So after copping allot of crap about the across from my friends who own a cbr500r and an MT-07. After taking down the 500r in a few 0-100 off the lights the MT-07 owner wanted to see how close my bike would come. The first race we had 0-100 I lost by about 2 bike lengths but I had a really bad start and thought to myself this might actually be possible. The second time I rev'd up to 12 and practically dumped the clutch, the bike did a teeny tiny wheelie and I actually took him down by about a bike length he says. His MT-07 has a full exhaust system too, we were both shocked at the power of this RR because his MT is close to brand new. Whats tripping me out is the bike seems to be able to rev past 20 and how quick it goes from 14k to past 20k is astonishing. Very curious to get the bike dyno'd
Please dont rev past 20k, all the peak power is achieved at 16000 RPM, then it drops off, you are better off grabbing another gear. If you keep hit 20k on the tacho, it wont be long before you are back on your Across
I agree with kiffsta, the one thing that tends to be forgotten with these bikes is that they have "history" and it's all the unknown's that can create carnage. 20 to 25 years on god only knows these machines have been through and having seen what damage can occur when revving them to 20k +.........well you just don't want to know! Peak power comes in way bellow the redline.......something to think about. Think you are correct............dyno will show exactly where you are at, enjoy the ride
The MT-07 is a twin cyl engine. My Ninja 250R had way more torque in the low rev range which was good for low speed riding (traffic etc) but the FZR has more peak power and almost double the max engine RPM, and is 4 cylinders. But the MT-07 is 660cc and fuel injected.
I was looking at the website and it was saying that its not compatible with capacitor discharge? Was your old track bike CDI???
Ahh right i just looked in comparability page and it does list cbr250rr. I hope its as easy to install as you say HAHAHA.
FYI, my ZXR250 also revs to 20,000rpm, but I never intentionally go anywhere near that when dragging. Changing at 18,000rpm should be just about right. You'll actually go a little quicker as long as the revs don't drop below peak power level. If you're clutch-less changing, you might even get away with 17,000rpm changes. I will have to get a CBR250RR at some stage...I suspect they're a little quicker than the ZXR250
None of these bikes are capacitor discharge (CDI). Nice article here http://www.jetav8r.com/Vision/Ignition/CDI.html Load squares at the speed.
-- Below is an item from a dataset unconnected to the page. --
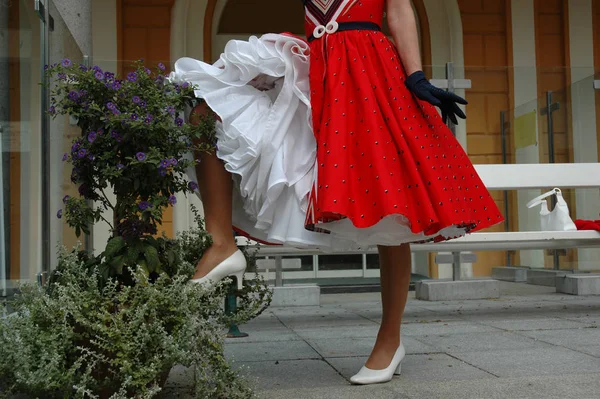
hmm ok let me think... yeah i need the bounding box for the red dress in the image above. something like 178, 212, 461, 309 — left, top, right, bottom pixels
303, 0, 503, 241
For a simple example, let's imagine that the value of the factors involved in the calculation of the load on your connecting rod before inputting the rpm was one 0.01 unit. Thus, at 16000 rpm, the value that Kiffsta suggested, the load will be equal to 2,560,000 units (being 16000 squared * 0.01), at 20,000 rpm, your shift point, the load will be equal to 4,000,000 units. So that 4000 rpm difference has increased the load on the engine by 56%.
My misses has a zxr250c that's in really good shape and recently tuned by a mech (carbies cleaned and tuned ect) its in stock condition. They are both great bikes. my cbr is faster than her zxr but her breaks are better, USD forks is not to be ignored either.
When your friend with the MT-07 is laughing at your 250 ask him what this is . . . Don't tell me, I know, it is the new fashion. We have to have a MotoGP style seat and make it stick up in the air as much as possible so you look "streetfighterish" (I crashed my bike and cannot afford a fairing). Then tack on bits of plastic and stuff to cover up other bits and pieces and paint it black so it is bitchin. Just need some skulls and stuff now.
Oh his not laughing now lol, who could laugh after their 12,000$ 650cc bike being beaten by a 3700$ 250cc bike. The guy is eating humble pie atm.
Wait missed this "If you're clutch-less changing" ???? You can do that!? Does it hurt the bike ect ect? tell me more!
The gears line themselves up and with a little back off of the throttle while applying pressure to the shifter it will go into the next gear. Of performed correctly there should be little to no extra wear.